Abstract 31P
Background
Penpulimab is a humanized IgG1 mAb that blocks PD-1 binding to PD-L1, Penpulimab is engineered to eliminate FcγR binding and ADCC/ADCP completely, as compared to majority of marketed IgG4 PD-1 antibodies with ADCC/ADCP activity. Penpulimab demonstrats a slower PD-1 antigen binding off-rate than marketed PD-1 antibodies, which results in better cellular activity and higher receptor occupancy. Penpulimab also shows numerous contacts with N58 glycosylation on the BC loop of PD-1 which could be an advantage to facilitate interaction of PD-1 antibody. These structural differentiations offer more robust biological effect and enhance anti-tumor activity of Penpulimab.
Methods
This integrated safety analysis includes data from 422 patients (pts) treated with monotherapy or combination therapy of Penpulimab from 6 clinical trials: one dose-escalation and expansion study [AK105-101(in advanced solid tumor) treated with single dose of 1.0, 3.0, 10 mg/kg and 200mg Q2W] in Australia and 5 studies [AK105-201 (in R/R cHL), AK105-202 (in NPC) and AK105-204 (in advanced solid tumor) treated with 200mg Q2W monotherapy; AK105-203 (in HCC) treated with Penpulimab 200mg Q3W combined with Anlotinib 8mg d1-14 Q3W; AK105-301( in non-squamous NSCLC) treated with Penpulimab 200mg Q3W combined with chemotherapy] in China. In this analysis, immune-related adverse events (irAEs) of Penpulimab is based on suspected irAEs confirmed by medical review.
Results
As of Jan 10 2020, a total of 422 patients (pts) [monotherapy: combo therapy= 329:93] received a median of 8 doses [1-52] of Penpulimab. Main types of tumor (≥10 pts) in this analysis include: R/R cHL (N=94), NPC (N=89), NSCLC (N=56), HCC (N=53), gastric/GEJ cancer (N=21), ovarian cancer (N=20), pancreatic cancer(N=11), esophageal cancer (N=11) and biliary duct carcinoma (N = 11). irAEs occurred in 23.0% of pts (G3 in 2.6%, no G4 or G5, serious in 0.7%, treatment discontinuation in 0.7%). Most common irAEs (≥1%) were hypothyroidism (9.2%), hyperthyroidism (4.3%), increased TSH (2.8%) and rash (2.4%).
Conclusions
Penpulimab demonstrates impressive safety profile with relatively lower incidence rate of ≥ Grade 3 immune-related adverse events.

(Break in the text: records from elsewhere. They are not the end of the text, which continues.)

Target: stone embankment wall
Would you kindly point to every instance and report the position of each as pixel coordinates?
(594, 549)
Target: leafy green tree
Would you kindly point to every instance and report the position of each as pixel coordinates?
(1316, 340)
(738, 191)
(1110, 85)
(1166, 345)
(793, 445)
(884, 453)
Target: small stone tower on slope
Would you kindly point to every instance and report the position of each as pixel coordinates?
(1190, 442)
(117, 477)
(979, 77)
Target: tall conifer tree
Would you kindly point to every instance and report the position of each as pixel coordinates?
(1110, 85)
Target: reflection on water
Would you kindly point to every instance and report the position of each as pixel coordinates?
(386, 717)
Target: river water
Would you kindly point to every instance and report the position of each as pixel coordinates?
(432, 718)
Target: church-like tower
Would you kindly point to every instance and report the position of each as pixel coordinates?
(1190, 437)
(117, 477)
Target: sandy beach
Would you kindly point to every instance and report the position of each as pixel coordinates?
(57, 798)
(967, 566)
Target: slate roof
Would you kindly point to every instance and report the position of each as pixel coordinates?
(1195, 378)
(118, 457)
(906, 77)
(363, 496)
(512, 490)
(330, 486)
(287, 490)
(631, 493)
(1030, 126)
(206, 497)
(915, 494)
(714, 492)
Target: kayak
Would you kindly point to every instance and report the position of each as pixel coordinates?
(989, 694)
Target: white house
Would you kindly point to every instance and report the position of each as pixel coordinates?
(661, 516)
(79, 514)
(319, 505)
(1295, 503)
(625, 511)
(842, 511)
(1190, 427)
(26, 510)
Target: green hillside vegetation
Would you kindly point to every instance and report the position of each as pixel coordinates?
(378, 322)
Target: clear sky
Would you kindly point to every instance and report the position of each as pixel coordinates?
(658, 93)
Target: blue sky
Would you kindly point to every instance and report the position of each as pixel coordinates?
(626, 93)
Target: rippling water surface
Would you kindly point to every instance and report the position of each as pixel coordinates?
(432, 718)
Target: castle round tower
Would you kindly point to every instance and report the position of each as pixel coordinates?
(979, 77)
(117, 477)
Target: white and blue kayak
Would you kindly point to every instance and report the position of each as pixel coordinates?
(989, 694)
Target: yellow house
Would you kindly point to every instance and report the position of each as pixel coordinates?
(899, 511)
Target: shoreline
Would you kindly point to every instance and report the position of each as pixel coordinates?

Clinical trial identification
NCT03352531, NCT03722147, NCT03866967, NCT04172571, NCT04172506, NCT03866980.
Legal entity responsible for the study
Akeso, Inc.
Funding
Akeso, Inc.
Disclosure
Y. Xia, D. Xia, X. Jin, Z.M. Wang, B. Li: : Honoraria (self): Akeso, Inc. All other authors have declared no conflicts of interest.